O boletim do Banco Central Europeu correspondente ao mês de Dezembro, dedica um capítulo ao fenómeno do inflacionamento dos preços agrícolas a alimentares nos países da União Europeia nos últimos meses, que atribui a múltiplos factores, caso das condições climáticas adversas vividas nalguns países, a maior procura alimentar nas economias emergentes ou as novas utilizações industriais das matérias-primas agrícolas, como é o caso dos biocombustíveis.
O boletim assinala que os principias factores desta subida são estruturais, pelo que o mais provável é que a situação se torne persistente.
A subida dos preços ao produtor na Zona Euro cifrou-se em 7,5 por cento anual, em Outubro de 2007 (esse indicador no mesmo mês do ano anterior não ultrapassava 2,2 por cento).
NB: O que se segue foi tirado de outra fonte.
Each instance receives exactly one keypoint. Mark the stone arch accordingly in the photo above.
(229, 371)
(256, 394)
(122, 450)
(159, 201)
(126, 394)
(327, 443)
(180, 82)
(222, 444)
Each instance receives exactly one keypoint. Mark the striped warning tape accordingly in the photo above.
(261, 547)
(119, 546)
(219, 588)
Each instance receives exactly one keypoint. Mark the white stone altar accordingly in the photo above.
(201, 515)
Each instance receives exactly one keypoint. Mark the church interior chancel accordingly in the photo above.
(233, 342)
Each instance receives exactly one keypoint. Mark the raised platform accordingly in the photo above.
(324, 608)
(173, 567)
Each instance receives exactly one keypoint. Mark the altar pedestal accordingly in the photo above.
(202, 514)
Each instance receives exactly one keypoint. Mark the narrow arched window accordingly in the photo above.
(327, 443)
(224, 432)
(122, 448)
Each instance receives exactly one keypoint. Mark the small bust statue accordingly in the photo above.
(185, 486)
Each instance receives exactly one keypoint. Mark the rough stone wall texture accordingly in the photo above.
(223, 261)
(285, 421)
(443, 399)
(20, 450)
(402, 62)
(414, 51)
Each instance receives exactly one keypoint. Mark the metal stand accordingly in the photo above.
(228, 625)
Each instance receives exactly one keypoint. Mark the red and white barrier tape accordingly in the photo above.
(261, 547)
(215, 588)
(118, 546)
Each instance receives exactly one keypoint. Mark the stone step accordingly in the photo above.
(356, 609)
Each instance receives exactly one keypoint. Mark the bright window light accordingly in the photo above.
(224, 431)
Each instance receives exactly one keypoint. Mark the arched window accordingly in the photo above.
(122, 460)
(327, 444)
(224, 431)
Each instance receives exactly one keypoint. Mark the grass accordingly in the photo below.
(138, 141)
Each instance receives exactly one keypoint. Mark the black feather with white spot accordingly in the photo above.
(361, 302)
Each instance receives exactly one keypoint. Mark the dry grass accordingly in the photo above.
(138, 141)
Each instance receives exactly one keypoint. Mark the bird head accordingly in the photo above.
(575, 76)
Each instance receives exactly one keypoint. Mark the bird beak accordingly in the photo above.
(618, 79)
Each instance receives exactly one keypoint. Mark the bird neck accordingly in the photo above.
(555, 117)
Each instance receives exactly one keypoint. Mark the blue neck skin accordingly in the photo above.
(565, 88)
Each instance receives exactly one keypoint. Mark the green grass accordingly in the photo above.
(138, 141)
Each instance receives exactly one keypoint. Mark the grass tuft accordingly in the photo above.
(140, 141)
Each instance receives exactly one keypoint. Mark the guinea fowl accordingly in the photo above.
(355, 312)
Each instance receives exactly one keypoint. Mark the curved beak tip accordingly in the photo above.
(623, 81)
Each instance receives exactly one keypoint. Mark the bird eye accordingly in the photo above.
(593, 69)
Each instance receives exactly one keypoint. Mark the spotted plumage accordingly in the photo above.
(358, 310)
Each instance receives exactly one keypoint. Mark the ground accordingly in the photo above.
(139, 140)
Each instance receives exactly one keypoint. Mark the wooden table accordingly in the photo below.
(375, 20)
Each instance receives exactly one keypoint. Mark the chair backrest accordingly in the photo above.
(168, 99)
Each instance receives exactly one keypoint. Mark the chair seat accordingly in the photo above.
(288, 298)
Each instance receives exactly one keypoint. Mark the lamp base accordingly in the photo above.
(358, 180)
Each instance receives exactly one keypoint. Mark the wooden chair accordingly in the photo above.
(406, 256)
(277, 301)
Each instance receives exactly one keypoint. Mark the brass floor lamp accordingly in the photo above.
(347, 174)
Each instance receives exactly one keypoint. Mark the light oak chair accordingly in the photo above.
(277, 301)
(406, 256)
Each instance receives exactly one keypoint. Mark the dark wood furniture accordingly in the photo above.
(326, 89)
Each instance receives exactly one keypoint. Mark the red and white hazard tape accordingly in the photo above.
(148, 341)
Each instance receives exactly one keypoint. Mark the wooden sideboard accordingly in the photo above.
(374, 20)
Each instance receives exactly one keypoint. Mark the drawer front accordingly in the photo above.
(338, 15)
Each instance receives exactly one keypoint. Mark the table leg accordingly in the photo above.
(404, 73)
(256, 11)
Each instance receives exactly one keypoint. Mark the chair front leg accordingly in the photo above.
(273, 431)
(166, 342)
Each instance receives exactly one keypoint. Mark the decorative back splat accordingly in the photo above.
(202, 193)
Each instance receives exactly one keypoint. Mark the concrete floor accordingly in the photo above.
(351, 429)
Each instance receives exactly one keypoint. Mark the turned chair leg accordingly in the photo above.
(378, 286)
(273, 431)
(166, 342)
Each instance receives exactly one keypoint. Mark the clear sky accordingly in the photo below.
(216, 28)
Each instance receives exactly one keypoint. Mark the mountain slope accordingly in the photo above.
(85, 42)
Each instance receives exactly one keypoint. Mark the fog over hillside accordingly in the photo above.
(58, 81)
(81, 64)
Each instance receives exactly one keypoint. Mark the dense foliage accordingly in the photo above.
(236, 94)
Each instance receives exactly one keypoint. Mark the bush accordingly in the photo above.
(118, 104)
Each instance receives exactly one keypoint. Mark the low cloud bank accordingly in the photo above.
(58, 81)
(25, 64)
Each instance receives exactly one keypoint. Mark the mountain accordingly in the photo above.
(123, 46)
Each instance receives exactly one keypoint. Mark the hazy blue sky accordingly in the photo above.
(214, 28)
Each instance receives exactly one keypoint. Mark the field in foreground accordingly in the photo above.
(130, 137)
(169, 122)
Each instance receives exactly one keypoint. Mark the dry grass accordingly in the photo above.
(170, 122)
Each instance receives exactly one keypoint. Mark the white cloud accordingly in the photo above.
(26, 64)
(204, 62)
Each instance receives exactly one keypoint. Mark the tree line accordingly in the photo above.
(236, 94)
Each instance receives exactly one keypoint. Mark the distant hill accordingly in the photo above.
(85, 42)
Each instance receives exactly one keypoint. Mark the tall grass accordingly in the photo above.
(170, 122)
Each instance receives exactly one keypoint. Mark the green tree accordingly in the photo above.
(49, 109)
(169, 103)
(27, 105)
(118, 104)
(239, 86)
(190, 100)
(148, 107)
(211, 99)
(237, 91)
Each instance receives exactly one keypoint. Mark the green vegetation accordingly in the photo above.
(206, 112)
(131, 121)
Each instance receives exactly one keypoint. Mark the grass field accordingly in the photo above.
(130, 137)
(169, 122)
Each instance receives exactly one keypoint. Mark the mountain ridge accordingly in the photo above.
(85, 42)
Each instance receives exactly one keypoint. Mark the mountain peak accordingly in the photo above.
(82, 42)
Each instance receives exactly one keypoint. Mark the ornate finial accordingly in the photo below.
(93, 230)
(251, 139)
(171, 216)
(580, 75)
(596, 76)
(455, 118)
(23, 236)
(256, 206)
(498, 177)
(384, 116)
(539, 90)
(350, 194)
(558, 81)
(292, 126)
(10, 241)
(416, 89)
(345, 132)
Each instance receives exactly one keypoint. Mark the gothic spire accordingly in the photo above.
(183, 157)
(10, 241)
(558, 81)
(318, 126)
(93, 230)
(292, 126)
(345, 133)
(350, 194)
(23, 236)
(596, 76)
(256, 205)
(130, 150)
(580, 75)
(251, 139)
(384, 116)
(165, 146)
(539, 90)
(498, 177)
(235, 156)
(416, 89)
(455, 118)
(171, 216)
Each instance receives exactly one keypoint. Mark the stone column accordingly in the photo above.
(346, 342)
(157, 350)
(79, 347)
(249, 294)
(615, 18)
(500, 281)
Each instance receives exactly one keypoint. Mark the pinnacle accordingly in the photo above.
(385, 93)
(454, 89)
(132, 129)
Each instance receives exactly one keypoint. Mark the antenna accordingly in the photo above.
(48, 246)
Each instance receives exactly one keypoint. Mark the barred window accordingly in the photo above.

Ao consumidor a subida média de preços em Outubro foi de 4 por cento (1,6 por cento um ano antes). Estas percentagens variam de forma considerável de país para país. Nos países onde se verifica uma concorrência muito forte entre distribuidores, as margens destes actuaram como “colchões” para amortecer a subida de preços resultante dos aumentos dos custos no campo.
O Banco Central Europeu assinala que os preços podem subir ainda mais a curto prazo, já que os aumentos de custos na produção ainda não foram totalmente repercutidos junto do consumidor, esperando-se que depois que tal aconteça os índices de inflação regressam aos seus valores médios normais.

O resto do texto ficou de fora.